There is probably no technical reason today why any aircraft can’t be retrofitted with equipment which would allow unmanned operation from gate to gate. Engine start, to shutdown.
I think you’re conflating two separate problems: the first is how to get a light aircraft onto the ground in an emergency situation where the alternative is a certain crash involving injury or death, and the second is commercial routine everyday operation at the highest level of safety achievable, which encompasses that required by regulation. It’s not surprising that a solution is available for the first problem as anything is better than nothing, but I’m sure the legal disclaimer has more than one paragraph. There is no technical reason why I couldn’t build my own car, but it is unlikely to comply with many of the safety standards required to actually operate it on the public highway.
As for emergencies?

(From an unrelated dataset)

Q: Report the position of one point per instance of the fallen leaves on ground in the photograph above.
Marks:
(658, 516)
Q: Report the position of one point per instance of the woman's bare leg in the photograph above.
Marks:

For the most part we are robots… Fly the aircraft, identify the problem, call for the checklist..etc.
I would agree that for much of routine flying that is the case, but we are there for the times where it’s not immediately obvious, there are external factors and it’s necessary to draw on multiple career experiences to bring the situation to a successful conclusion. “Identify the problem” is often a convoluted and easily misjudged stage which can have adverse ramifications if not done quite right.
Agreed there has been the occasional outlier which required inspirational problem solving by the crew outside the remit of the checklist. You can be sure researchers, designers and engineers are working feverishly to eliminate the likelihood of such unimagined combinations of failures.
Eliminate the “known unknowns” or even the “unknown unknowns”? That is a heady proposition, and almost by definition unachievable.

I’m sure that we will have autonomous passenger aircraft in the future and I think there are several different ways of achieving that. One, by strictly bounding and curating the environment in which they operate, and another by using robust AGI to deliver something that has at least the safety performance of the equivalent human-piloted craft in a real environment full of edge cases.
I think that once 100% reliable, redundant and robust two way data comms can be guaranteed, the era of manned airliners will come to an end. I wonder how close they are to achieving this.
Starlink? They are already demonstrating terminals that work while in motion, so very soon. I don’t see that changing the way the aviation world works in terms of piloting, except HF comms will become redundant. Yay! And I can FaceTweet while over the middle of the Pacific. Double yay!